Next year will see overall “stable” cash flow results for broadcast TV stations, according to Moody’s Investor Service. It won’t come from traditional core advertising, but via retransmission fees.
Looking at major TV station groups, Moody’s expects retransmission revenues to rise 13.4% next year, with advertising revenues declining 3.4%.
“Rising retransmission fees and incremental earnings generated by a strong 2018 political [advertising] cycle will help offset weak advertising revenue for U.S. broadcasters,” says Jason Cuomo, vice president-senior credit officer, Moody’s.
Core-advertising demand continues to decline. For example, TV's biggest ad category -- automotive spending -- expects to drop further.
All this means a total TV broadcast cash-flow improvement -- earnings before interest, taxes, depreciation and amortization -- of 3.1%. Cuomo expects growing mergers and acquisitions as a result.
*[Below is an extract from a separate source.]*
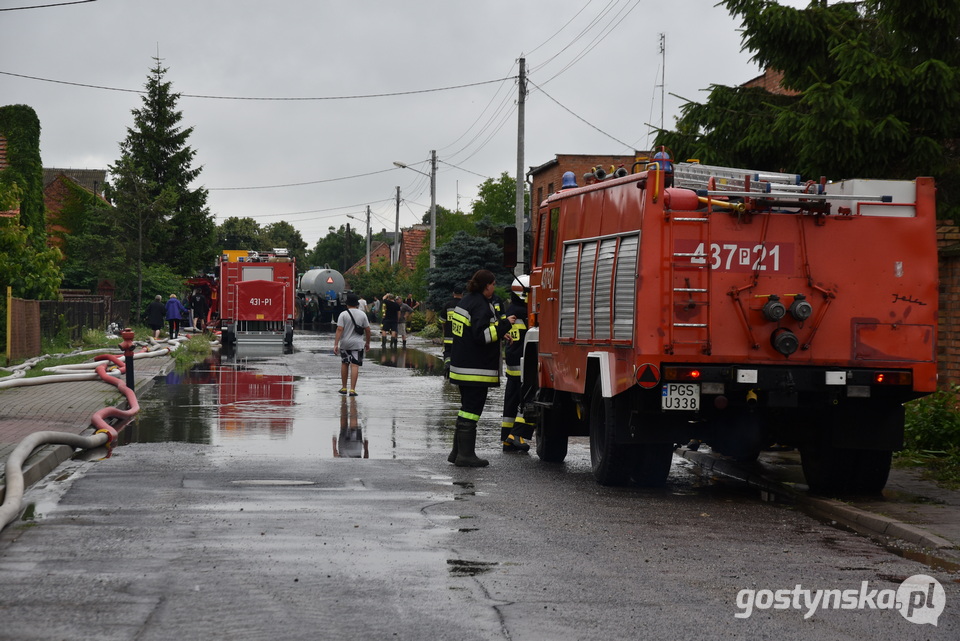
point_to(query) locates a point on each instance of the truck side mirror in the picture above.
(509, 247)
Big-time pay TV companies -- cable system-centric companies -- will see similar cash-flow hikes, up 4.1%, mostly due to higher revenue from broadband business. Broadband subscriptions were up 4.6% in the second quarter of 2018.
At the same time, Cuomo predicts continued losses when it comes to traditional cable-video revenues as subscribers fall. Video subscribers sank 2% in the second quarter of 2018 -- accelerating from a 1.2% drop in the second quarter of 2017.
Another possible negative for cable companies is the threat of consumers shifting to OTT and 5G wireless broadband businesses.